9. Het hof dient vervolgens te beoordelen of er aanleiding bestaat om het opleggen van een sanctie achterwege te laten of het bedrag van de sanctie te matigen.
10. De betrokkene voert aan dat voetgangers uit beide richtingen hier altijd de bocht zullen afsnijden en dat er in Nederland duizenden van deze situaties zijn waar bewoners hun auto de stoep op kunnen rijden om te parkeren zonder dat het overige verkeer gehinderd wordt.
11. De wetgever heeft het opleggen van een sanctie als de onderhavige niet afhankelijk gesteld van het veroorzaken van hinder of gevaar. Het enkele handelen in strijd met het parkeerverbod kan het opleggen van de sanctie al rechtvaardigen.

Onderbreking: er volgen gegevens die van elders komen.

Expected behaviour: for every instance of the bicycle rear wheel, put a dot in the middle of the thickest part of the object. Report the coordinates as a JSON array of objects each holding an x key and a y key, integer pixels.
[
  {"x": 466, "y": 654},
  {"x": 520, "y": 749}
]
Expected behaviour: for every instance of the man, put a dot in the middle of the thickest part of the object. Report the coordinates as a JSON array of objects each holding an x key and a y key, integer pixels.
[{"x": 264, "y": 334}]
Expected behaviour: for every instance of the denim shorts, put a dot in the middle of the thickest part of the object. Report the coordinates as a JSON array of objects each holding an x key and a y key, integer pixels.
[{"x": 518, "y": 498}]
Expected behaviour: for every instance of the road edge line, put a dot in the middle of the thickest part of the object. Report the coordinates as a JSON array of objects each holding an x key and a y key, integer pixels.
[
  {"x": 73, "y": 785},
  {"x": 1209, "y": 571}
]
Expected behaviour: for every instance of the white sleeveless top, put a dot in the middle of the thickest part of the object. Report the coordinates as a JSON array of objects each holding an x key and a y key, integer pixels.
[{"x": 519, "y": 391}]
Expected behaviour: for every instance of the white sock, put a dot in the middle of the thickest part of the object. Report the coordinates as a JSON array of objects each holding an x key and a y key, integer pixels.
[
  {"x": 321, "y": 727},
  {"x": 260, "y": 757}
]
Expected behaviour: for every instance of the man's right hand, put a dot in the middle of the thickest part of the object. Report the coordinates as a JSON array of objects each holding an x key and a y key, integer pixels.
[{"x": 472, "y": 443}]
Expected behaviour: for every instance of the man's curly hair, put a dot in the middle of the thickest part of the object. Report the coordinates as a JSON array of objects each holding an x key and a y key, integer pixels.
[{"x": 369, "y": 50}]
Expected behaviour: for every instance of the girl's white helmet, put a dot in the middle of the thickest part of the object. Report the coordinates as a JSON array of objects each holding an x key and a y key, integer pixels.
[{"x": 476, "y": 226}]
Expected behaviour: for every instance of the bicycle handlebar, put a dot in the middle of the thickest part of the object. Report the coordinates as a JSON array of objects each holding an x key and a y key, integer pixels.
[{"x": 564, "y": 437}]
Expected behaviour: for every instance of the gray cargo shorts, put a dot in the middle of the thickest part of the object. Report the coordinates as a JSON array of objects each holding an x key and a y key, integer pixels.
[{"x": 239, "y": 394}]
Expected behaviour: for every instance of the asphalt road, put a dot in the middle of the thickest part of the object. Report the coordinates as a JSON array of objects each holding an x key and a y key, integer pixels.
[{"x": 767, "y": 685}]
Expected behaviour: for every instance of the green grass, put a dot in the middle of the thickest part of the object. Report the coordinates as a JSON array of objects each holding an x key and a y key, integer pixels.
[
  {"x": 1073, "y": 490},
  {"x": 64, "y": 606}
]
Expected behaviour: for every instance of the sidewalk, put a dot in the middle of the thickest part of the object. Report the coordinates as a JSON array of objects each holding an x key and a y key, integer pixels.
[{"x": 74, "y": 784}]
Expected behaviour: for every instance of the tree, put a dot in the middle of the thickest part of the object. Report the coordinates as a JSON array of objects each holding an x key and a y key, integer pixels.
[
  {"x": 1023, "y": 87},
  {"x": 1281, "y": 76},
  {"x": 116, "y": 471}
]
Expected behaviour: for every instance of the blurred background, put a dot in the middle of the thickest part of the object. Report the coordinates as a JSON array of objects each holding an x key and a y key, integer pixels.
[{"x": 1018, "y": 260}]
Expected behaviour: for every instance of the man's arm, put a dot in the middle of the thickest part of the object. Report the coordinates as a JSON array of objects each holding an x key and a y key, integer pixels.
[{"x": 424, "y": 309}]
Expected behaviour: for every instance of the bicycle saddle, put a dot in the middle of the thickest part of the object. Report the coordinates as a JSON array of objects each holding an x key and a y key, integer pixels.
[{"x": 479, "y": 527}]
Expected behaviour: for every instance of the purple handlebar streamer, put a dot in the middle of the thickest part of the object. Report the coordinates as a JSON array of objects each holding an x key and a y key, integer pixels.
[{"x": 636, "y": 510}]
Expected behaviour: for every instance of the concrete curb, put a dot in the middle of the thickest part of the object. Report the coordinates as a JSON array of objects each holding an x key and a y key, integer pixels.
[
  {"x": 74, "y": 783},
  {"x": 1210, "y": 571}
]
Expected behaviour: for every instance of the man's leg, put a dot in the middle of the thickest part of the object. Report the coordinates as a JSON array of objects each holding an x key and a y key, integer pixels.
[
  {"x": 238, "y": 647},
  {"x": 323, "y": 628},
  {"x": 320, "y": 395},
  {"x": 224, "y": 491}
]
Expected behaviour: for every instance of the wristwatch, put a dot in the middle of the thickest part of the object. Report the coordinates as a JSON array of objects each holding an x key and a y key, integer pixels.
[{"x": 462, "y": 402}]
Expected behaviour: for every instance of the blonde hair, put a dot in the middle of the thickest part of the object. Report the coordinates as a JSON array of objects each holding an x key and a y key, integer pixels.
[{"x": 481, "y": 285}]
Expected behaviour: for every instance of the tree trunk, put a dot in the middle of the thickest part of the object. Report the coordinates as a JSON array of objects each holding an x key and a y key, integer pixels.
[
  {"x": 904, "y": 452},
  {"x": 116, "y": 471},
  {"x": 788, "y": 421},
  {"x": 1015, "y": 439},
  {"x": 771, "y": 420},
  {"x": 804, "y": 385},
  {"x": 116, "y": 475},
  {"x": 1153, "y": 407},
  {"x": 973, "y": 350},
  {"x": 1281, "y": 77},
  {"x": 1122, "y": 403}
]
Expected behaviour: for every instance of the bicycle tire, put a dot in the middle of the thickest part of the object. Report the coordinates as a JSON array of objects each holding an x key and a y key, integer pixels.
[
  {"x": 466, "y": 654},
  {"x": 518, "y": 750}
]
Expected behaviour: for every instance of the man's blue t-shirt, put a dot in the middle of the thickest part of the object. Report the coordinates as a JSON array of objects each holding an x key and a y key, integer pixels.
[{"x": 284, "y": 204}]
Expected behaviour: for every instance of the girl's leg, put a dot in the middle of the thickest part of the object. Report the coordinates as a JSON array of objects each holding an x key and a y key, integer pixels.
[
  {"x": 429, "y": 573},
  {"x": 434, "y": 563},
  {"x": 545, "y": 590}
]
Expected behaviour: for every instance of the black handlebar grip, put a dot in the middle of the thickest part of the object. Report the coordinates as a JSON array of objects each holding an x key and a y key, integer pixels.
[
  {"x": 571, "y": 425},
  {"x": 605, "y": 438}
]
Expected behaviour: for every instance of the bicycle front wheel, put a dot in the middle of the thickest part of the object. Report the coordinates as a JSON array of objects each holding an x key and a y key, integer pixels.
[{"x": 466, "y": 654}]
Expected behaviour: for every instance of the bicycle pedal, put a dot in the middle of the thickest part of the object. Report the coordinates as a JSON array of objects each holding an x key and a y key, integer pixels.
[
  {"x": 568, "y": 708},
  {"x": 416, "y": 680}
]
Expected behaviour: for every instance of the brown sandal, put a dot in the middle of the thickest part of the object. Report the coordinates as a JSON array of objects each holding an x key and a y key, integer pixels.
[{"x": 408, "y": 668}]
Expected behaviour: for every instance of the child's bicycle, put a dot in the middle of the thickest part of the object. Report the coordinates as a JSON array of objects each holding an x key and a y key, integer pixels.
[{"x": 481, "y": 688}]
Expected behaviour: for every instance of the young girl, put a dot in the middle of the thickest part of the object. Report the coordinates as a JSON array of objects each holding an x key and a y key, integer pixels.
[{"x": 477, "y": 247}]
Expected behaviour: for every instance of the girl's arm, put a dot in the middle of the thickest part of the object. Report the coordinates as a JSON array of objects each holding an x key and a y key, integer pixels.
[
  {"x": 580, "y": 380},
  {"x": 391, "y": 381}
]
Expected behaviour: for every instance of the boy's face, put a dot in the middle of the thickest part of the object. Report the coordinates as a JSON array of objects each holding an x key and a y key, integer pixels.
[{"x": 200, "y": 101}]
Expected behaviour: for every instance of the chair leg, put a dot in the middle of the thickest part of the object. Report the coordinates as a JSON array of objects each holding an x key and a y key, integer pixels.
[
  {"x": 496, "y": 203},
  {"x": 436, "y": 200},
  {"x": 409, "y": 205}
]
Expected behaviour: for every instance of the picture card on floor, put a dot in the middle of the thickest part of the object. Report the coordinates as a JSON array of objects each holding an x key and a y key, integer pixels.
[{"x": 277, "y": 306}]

Hetgeen wordt aangevoerd geeft daarom geen aanleiding om van het opleggen van de sanctie af te zien of om het bedrag van de sanctie te matigen.
12. Het voorgaande leidt tot de volgende beslissing.

Beslissing

Het gerechtshof:
vernietigt de beslissing van de kantonrechter;
verklaart het beroep tegen de beslissing van de officier van justitie gedeeltelijk gegrond;
wijzigt de beslissing van de officier van justitie in die zin dat de inleidende beschikking in zoverre wordt gewijzigd, dat de pleeglocatie wordt vastgesteld op: Oude Klarendalseweg;
verklaart het beroep voor het overige ongegrond.
Dit arrest is gewezen door mr. De Witt, in tegenwoordigheid van mr. Smeitink als griffier en op een openbare zitting uitgesproken.